For this to be true, it is
important to introduce a uniform way of mapping Unicode/ISO10646
to the octets of the internal IURL representation, so that on any
computer, after typing something in, it is clear how to do the
mapping and send the stuff over the line.
Even so, there are some cases that might be dubious if not
specified clearly, e.g. some Han compatibility ideographs,
ligatures, equivalence of combining characters, bidi,
Latin/Greek/Cyrillic "A", etc.
- Not to be able to type the character. This is definitely not an issue
for the query part. For the other parts, it is mostly the question
of: If an URL for a document in Japanese appears in a Japanese
newspaper, is there really any much harm if that URL is in
Japanese, too? Put the other way round, what is the benefit
in this situation of having the URL in such exotic characters
Input per se is never really a problem, it is very easy to build
a HTML document that allows you to select characters from
various scripts and put together the "plain" form of that URL
(either %-escaped UTF-8 or UTF-7 with the +- notation). This
definitely solves the question of "what would I do if I were
on a computer without Japanese input capability but had a
Japanese newspaper with a Japanese URL that I wanted to
download (and maybe even look at, although it is rare
that I will be able to view Japanese but not input it).

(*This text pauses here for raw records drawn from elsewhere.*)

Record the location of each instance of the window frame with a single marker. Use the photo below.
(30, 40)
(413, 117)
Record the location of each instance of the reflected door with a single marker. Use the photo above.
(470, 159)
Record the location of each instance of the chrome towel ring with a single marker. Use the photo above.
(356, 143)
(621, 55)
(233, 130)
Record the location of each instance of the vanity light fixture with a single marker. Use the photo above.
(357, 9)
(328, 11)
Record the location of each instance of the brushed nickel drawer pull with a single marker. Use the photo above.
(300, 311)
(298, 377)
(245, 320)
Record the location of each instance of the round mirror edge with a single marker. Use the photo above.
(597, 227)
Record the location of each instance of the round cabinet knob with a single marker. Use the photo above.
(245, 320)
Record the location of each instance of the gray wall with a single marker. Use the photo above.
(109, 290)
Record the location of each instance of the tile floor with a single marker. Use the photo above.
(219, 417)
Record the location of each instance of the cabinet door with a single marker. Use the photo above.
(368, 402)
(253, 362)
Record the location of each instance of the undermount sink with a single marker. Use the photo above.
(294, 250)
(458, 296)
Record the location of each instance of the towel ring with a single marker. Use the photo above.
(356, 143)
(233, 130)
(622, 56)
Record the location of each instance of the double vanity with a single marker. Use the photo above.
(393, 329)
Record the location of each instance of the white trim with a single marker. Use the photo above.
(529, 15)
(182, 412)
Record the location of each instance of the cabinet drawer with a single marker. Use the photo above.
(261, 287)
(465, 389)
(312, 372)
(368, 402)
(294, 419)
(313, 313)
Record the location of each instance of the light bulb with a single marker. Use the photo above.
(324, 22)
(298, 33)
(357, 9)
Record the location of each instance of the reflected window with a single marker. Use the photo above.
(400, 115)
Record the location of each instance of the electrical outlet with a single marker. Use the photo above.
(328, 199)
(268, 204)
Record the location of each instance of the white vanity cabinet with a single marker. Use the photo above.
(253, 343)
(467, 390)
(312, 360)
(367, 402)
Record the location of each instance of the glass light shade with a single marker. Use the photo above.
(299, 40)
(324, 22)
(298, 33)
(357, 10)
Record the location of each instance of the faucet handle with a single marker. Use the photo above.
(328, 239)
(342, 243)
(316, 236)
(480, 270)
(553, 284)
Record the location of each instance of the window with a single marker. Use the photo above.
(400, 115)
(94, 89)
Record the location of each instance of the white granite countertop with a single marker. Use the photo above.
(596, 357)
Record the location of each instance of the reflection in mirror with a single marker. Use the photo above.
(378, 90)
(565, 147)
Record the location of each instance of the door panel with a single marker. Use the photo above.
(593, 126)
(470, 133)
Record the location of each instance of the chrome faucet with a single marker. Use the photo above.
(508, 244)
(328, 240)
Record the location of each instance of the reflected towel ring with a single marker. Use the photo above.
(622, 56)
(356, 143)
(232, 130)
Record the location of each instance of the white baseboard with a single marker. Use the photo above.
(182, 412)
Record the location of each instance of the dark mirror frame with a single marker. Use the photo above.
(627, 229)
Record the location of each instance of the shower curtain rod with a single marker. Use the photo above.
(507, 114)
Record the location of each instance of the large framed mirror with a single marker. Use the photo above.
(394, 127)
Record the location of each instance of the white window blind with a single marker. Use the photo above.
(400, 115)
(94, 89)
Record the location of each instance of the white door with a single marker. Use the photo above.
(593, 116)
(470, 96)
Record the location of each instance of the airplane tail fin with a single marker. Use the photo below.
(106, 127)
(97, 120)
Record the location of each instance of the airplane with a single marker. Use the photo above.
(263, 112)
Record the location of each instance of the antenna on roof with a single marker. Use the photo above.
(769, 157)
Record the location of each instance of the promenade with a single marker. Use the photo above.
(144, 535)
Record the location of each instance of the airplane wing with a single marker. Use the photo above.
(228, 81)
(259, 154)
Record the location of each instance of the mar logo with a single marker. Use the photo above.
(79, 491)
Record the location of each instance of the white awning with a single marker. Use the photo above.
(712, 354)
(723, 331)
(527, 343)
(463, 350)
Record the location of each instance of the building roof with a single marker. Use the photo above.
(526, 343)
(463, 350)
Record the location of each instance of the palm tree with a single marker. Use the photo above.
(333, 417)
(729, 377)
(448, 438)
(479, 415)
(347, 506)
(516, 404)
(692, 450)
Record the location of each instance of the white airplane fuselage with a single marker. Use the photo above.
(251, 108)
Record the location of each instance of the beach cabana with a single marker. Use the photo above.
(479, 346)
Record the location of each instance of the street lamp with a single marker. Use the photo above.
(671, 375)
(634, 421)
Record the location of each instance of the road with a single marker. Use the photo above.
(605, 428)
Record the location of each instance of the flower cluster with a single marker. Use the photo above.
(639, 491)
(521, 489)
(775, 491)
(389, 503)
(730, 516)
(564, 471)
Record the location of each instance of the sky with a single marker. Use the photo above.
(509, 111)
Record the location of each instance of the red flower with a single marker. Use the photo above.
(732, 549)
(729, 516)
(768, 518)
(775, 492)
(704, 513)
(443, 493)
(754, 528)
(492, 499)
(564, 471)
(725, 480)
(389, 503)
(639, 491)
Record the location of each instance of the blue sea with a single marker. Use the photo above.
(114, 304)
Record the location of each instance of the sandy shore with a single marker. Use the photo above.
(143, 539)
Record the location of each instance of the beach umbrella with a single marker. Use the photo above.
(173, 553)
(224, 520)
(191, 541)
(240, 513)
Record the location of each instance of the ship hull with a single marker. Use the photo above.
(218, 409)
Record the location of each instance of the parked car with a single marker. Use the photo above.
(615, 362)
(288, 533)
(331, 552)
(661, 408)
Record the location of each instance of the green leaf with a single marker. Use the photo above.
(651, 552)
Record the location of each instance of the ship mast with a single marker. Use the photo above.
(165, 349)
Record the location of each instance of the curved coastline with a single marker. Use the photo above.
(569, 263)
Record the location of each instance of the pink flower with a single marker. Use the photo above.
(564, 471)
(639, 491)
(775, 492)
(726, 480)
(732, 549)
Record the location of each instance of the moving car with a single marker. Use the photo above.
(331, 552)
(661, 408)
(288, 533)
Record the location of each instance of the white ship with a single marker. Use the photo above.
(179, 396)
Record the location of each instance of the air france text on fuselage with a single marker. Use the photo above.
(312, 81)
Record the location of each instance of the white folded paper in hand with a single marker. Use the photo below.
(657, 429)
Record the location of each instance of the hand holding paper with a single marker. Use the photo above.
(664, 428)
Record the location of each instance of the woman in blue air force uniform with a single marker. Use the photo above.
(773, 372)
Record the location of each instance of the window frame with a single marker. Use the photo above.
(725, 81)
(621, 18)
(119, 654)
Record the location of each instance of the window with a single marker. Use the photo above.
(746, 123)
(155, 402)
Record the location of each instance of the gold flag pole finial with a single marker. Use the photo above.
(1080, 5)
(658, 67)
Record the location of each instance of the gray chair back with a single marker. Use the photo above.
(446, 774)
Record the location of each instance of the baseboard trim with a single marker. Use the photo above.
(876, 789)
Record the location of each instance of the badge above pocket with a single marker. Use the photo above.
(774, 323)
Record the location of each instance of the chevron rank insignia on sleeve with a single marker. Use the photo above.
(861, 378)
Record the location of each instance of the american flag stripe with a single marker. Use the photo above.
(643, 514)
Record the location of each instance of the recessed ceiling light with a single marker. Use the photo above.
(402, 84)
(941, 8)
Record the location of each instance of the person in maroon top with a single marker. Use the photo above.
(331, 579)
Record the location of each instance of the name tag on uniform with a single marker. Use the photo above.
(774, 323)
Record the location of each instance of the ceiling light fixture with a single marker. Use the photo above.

The problem that remains is that we cannot expect from
an absolute ignorant of Han characters to be able to input
some Japanese, even with lots of nice menues and charts.
Note that this is probably not true for c-cedillia, it should
be possible to guide a user through a process of saying
"well, it looks almost like a c, please show me what you have
that looks like a c" and then selecting the c-cedillia.
Nevertheless, of course I think that in an English article
referencing an English page, it should still be Francois
>> I think you're suggesting that newspapers should print "Franc,ois" and
>> those who do not have c-cedilla on their keyboard should know how to
>> translate such a thing into the appropriate %xx code. Is this really
>> a reasonable suggestion?
>Probably not. Newspapers and such who want to make sure anyone can
>*type* in an URL should use ASCII-only one, either the %XX form or an
>ASCII-only URL made up for the circumstances. To me, this is not a
>good enough reason to *forbid* the use of richer URLs in other
>contexts. They are especially needed for queries.
As I said above, a French newspaper, or even an English newspaper
referring to a French document, could do this. In the future, we should
expect all computers to have something such as an "universal keyboard
mechanism" allowing the selection of such characters.
For future proceeding towards IURLs, I see the following steps:
- Continue the present discussion to get a common understanding.
- Check on internationalization strategies for various parts of an URL
(service, domain name, path, newsgroup, mail address,...)
because this affects what internationalization scheme should be
- Do some more discussion on UTF-8 vs. UTF-7.
- Start to write some text on how ambiguities should be avoided.